Eskişehir’deki Gezi eylemleri sırasında polisin gaz bombalı saldırısından kaçtığı bir ara sokakta Ali İsmail Korkmaz’ı öldüresiye darp ettikleri için ‘kasten öldürmek’le suçlanan eli sopalı sivil ve polislerin sözleri bunlar… Cinayetle ilgili davanın pazartesi günü Kayseri’de görülen ilk duruşmasında söylendi hepsi.
Bu ifadeler devlet görevlilerinin sivillere karşı işlediği birçok suçun ardından karşılaştığımız, artık bir ‘devlet geleneği’ halini alan ve yalan oldukları kısa sürede ortaya çıkan ‘tanıdık’ ifadeleri hatırlattı.

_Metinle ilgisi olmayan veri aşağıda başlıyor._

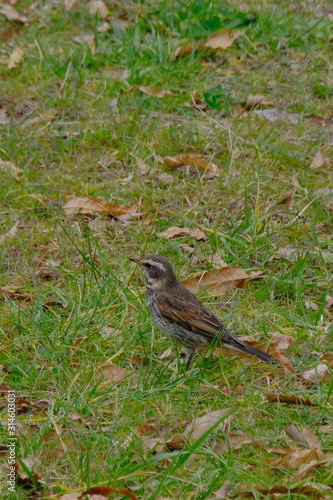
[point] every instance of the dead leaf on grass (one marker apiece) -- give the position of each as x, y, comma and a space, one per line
276, 115
98, 7
282, 342
196, 103
89, 39
320, 160
16, 57
11, 14
195, 161
287, 200
257, 100
274, 397
222, 492
188, 49
151, 91
201, 425
173, 231
222, 39
12, 233
316, 374
14, 170
88, 206
114, 373
215, 282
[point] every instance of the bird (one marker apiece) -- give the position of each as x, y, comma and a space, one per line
181, 316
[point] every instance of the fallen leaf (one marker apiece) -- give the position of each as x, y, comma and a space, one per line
201, 425
12, 233
294, 434
215, 282
98, 7
276, 115
289, 399
282, 342
88, 206
114, 373
256, 100
89, 39
288, 200
150, 91
320, 160
316, 374
196, 103
173, 231
10, 13
192, 161
222, 39
16, 295
16, 57
13, 169
222, 492
188, 49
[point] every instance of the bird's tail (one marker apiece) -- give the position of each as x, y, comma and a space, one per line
249, 349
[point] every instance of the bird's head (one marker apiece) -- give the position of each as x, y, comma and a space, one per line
157, 271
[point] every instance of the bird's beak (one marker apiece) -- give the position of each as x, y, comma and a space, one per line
136, 260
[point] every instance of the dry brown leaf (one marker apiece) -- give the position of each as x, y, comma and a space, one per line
294, 434
11, 14
289, 399
11, 233
215, 282
287, 200
222, 39
13, 169
16, 57
196, 103
88, 206
173, 231
201, 425
320, 160
195, 161
256, 100
316, 374
114, 373
99, 7
16, 295
89, 39
282, 342
311, 438
188, 48
151, 91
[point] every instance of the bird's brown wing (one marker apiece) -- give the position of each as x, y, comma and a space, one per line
191, 315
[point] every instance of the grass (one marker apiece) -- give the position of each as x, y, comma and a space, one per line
61, 129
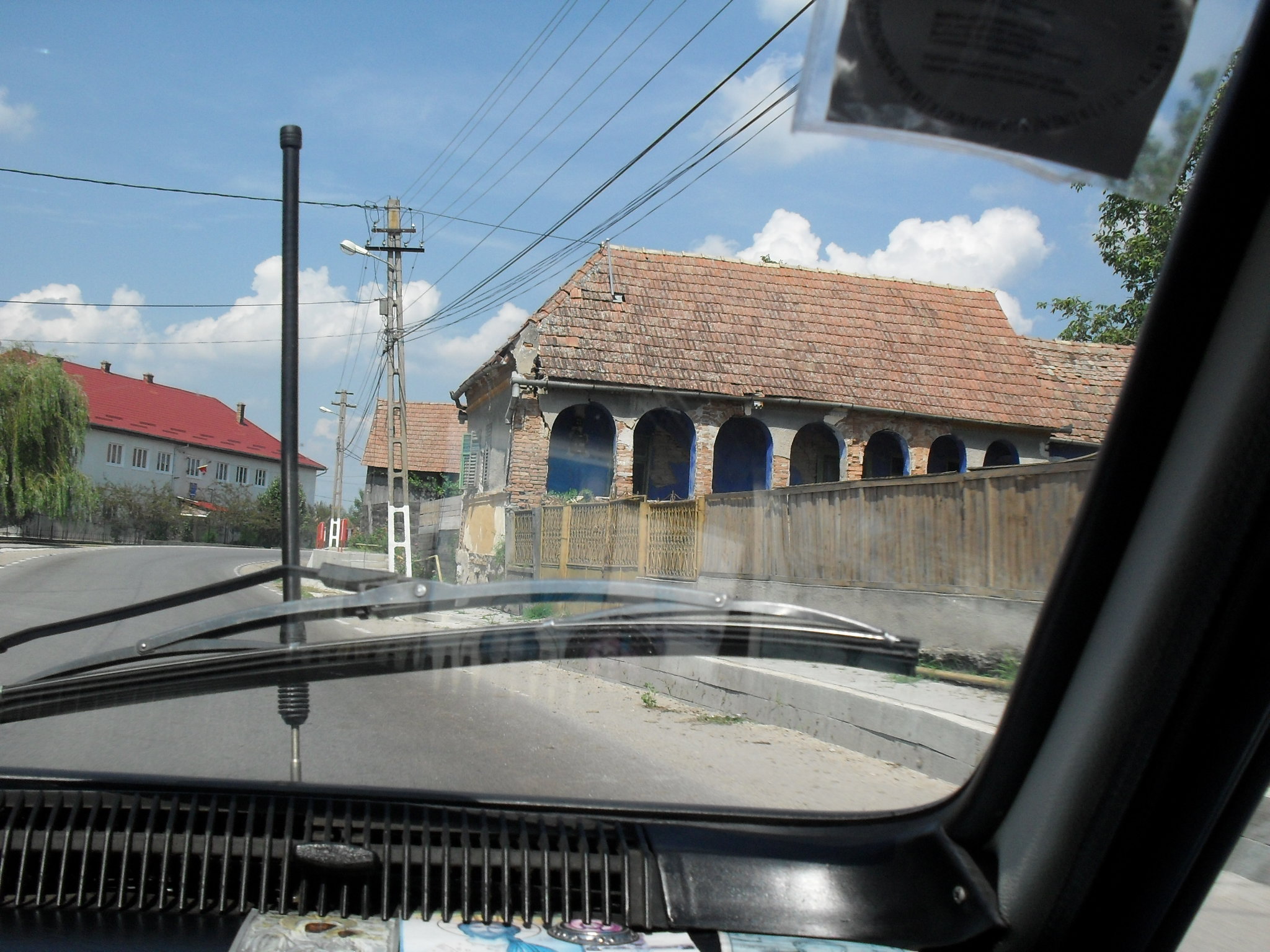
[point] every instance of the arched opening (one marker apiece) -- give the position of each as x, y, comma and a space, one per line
744, 456
662, 465
1001, 454
948, 455
886, 455
815, 455
580, 454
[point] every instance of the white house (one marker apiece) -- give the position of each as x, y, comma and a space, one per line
145, 432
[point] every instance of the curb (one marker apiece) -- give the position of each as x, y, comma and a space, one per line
941, 746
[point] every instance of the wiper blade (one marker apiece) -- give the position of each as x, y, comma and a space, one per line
652, 601
385, 599
335, 575
721, 633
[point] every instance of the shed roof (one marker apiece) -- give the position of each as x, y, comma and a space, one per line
433, 432
1082, 380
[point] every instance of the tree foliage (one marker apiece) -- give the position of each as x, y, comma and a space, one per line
43, 418
1133, 235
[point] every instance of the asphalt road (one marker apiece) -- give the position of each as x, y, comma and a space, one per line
522, 730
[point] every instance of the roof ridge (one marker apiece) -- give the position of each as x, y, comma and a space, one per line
804, 268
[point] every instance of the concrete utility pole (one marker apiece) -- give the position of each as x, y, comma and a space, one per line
337, 494
399, 467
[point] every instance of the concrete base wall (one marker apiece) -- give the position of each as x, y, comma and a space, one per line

Engin Çeber: Kafasını duvara vurdu
Engin Ceber 29 Eylül 2008’de Yürüyüş dergisi dağıtırken gözaltına alındı. Karakolda ve tutuklu bulunduğu Metris Cezaevi’nde gördüğü işkence nedeniyle yaşamını yitirdi. Haklarında ‘ağırlaştırılmış müebbet’ istenen üç infaz koruma memuru ifadelerinde ‘Kendi kafasını duvara vurdu, sandalyesini geriye doğru itip kendisini düşürdü’ dedi.

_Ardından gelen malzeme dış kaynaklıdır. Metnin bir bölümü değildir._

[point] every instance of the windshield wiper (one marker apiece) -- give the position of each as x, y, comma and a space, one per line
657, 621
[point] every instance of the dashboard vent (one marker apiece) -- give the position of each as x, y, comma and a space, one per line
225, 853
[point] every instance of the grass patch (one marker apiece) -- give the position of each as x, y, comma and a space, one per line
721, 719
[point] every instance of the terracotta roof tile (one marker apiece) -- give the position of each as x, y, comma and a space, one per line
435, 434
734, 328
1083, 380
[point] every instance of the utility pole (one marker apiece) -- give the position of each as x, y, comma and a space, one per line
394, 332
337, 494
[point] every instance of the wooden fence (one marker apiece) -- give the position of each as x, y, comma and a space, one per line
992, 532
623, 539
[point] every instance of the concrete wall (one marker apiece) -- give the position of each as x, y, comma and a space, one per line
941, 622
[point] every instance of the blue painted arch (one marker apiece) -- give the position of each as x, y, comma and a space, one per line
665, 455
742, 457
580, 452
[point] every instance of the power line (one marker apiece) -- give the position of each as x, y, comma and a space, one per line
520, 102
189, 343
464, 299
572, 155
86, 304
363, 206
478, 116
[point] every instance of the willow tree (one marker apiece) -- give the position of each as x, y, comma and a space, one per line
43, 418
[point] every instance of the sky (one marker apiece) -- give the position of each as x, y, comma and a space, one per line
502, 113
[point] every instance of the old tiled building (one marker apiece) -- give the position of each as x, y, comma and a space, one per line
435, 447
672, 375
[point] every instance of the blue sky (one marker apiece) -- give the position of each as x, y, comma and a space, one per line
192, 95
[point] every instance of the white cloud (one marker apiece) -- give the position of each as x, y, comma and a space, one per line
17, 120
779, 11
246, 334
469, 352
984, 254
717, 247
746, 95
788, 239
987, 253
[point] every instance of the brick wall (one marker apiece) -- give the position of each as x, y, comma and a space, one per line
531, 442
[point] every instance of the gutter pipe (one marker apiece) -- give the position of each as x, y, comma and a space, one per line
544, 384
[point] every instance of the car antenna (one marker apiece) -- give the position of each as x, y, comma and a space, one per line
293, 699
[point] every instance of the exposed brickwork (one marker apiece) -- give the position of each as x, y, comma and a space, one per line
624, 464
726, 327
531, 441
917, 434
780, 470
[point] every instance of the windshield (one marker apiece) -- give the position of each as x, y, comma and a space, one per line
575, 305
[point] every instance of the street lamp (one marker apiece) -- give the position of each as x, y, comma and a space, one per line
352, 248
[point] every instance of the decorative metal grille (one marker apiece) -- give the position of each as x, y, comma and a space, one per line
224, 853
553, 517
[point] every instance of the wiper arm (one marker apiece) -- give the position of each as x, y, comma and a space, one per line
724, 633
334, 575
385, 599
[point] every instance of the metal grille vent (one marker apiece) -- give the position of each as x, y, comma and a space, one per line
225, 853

Festus Okey: Polisin silahını almak istedi
Festus Okey 20 Ağustos 2007’de uyuşturucu bulundurduğu şüphesi üzerine Beyoğlu’nda gözaltına alındı. Nijerya göçmeniydi. Beyoğlu Polis Merkezi’nde polis kurşunuyla vurularak öldürüldü. Sanık polis Cengiz Yıldız, Festus Okey’in belindeki silahı almaya çalıştığı sırada yaşanan arbedede silahın ateş aldığını öne sürdü.
Olay yerini gösterecek karakol kameraları çalışmıyordu. Kurşunun Festus’a ulaşma açısını ve ateş etme mesafesini ortaya koyabilecek gömleği de hastaneye götürüldüğü sırada ‘kaybedilmişti.’ Olay gecesi ifade tutanağını da hazırlayan sanık polis Cengiz Aydın’ın ifadeleri hiçbir zaman doğrulanmadı.

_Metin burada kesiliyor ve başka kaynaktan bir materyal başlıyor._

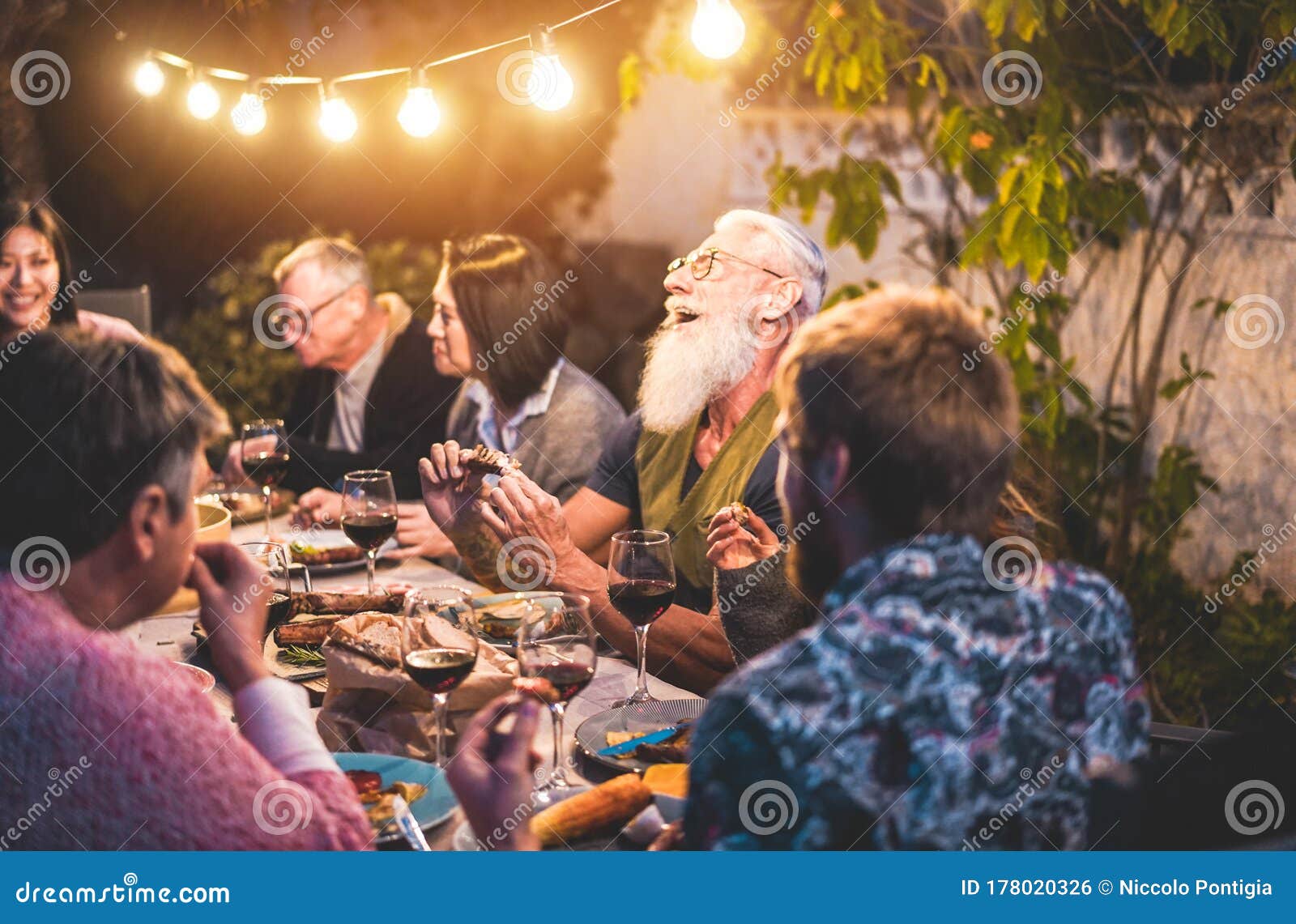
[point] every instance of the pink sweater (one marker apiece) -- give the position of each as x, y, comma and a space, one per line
105, 747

Metin Göktepe: Duvardan düşerek öldü
Metin Göktepe 8 Ocak 1996’da, Eyüp Kapalı Spor Salonu’nun ‘gazeteci olduğu için özel muamele’ gördüğü bodrum katında dövülerek öldürüldü.
Dönemin içişleri bakanı Teoman Ünüsan ise Metin Göktepe öldürüldükten üç gün sonra, 11 Ocak 1996’da, 32. Gün programında şöyle dedi: “Konuyla ilgili tam bilgim yok. Ancak son gelen bilgiler Metin Göktepe’nin duvardan düşerek öldüğü şeklinde.”
Ahmet Atakan: Çatıdan düştü
Ahmet Atakan Hatay’da 9 Eylül 2013’te ODTÜ’deki yol planını ve Ankara Tuzluçayır’daki cami-cemevi projesini protesto eden göstericilere polisin saldırması sonucu öldü. Atakan Ailesi, avukatları ve tanıklar Ahmet’in isabet eden bir gaz fişeği sonucu beş katlı binanın çatısından düştüğünü ifade ediyor.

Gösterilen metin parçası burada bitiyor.